First, the IRS clearly states in publication 571 that “Generally only your employer may make contributions to your 403(b) account” through a salary reduction agreement and “this agreement allows your employer to withhold money from your paycheck to be contributed directly into a 403(b) account for your benefit” (emphasis added). Thus the IRS requires school districts to make contributions directly to your 403(b) account; they cannot be made through an intermediary that is not a direct agent of the district. What this means is that money withheld from an employee’s paycheck should not be going to a company that simply re-forwards the money to another entity (presumably a 403(b) vendor). This appears to be a violation of IRS rules and regulations.
Second, even if it isn’t a violation of IRS rules and regulations to send money to an entity that is not the product vendor it should be a practice that is frowned upon as the district has absolutely no control of the entity it is forwarding the money too. If the entity a district forwards money too goes bankrupt or just steals the money before sending it to the actual provider the employee has lost money. Presumably the school district should have exercised better fiscal control and will in the end reimburse the employee for the losses incurred by the intermediary. School employees and school districts are financially exposed to these “403(b) intermediaries” and should not forward money to them. In fact, a district should research vendors before allowing them on an approved vendor list to ensure that the vendor actually offers a product and that school employee money will go directly to that product (as required by the IRS). Districts are not currently doing this and are left exposed. Districts should be actively policing and auditing their vendors.
The third reason these “403(b) intermediaries” are dangerous is because they act as a middleman in the process and drive up the cost of products and make compliance nearly impossible for a school district. How is a school district supposed to monitor loans, hardships, and other distributions when it doesn’t even know who has their employee’s money?

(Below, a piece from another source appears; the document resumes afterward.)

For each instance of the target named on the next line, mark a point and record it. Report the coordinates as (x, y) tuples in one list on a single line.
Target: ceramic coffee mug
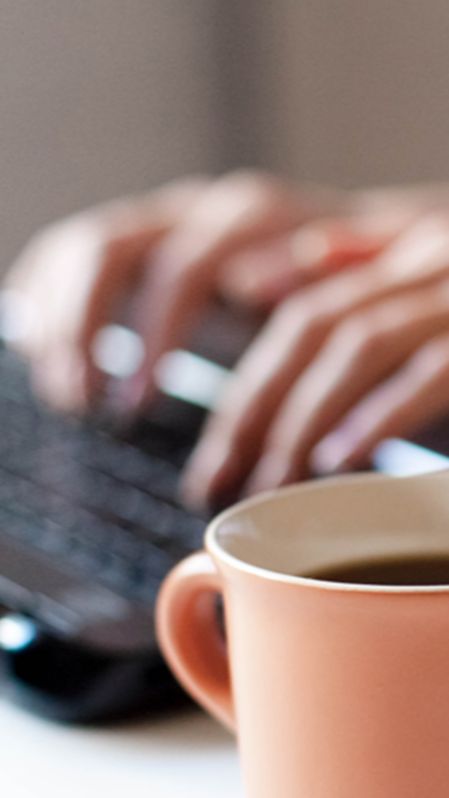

If you take the above three events and combine them with the fact that 403(b) products on the whole benefit the financial services industry more than the employees they are suppose to serve you have a situation of The Perfect Storm.

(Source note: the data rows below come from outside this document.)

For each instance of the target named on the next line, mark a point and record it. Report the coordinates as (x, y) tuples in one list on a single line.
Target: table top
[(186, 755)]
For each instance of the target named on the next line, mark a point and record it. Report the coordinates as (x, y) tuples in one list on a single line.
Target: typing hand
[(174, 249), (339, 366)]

This Perfect Storm will combine to force the pendulum to swing from an industry in favor of financial services companies (and agents) to an industry that favors the end user, the participant. There are many ways this can happen, but I believe the best way is for school districts to combine with other school districts (combine buying power) and to move toward a fiduciary based Single Vendor System.
A Single Vendor System would solve all the above mentioned problems and if done right could save hundreds of millions of dollars annually while improving the 403(b). This system I envision is one that has been rejected outright by the leaders of the NTSAA (the trade organization that represents the 403(b) industry) because they believe it will hurt the agents who are their members. School districts, their unions, and their employees must come together for once on this issue and stand up to the financial services industry that controls the 403(b) and find a better way.
There is a better way; the winds of change are beginning to blow.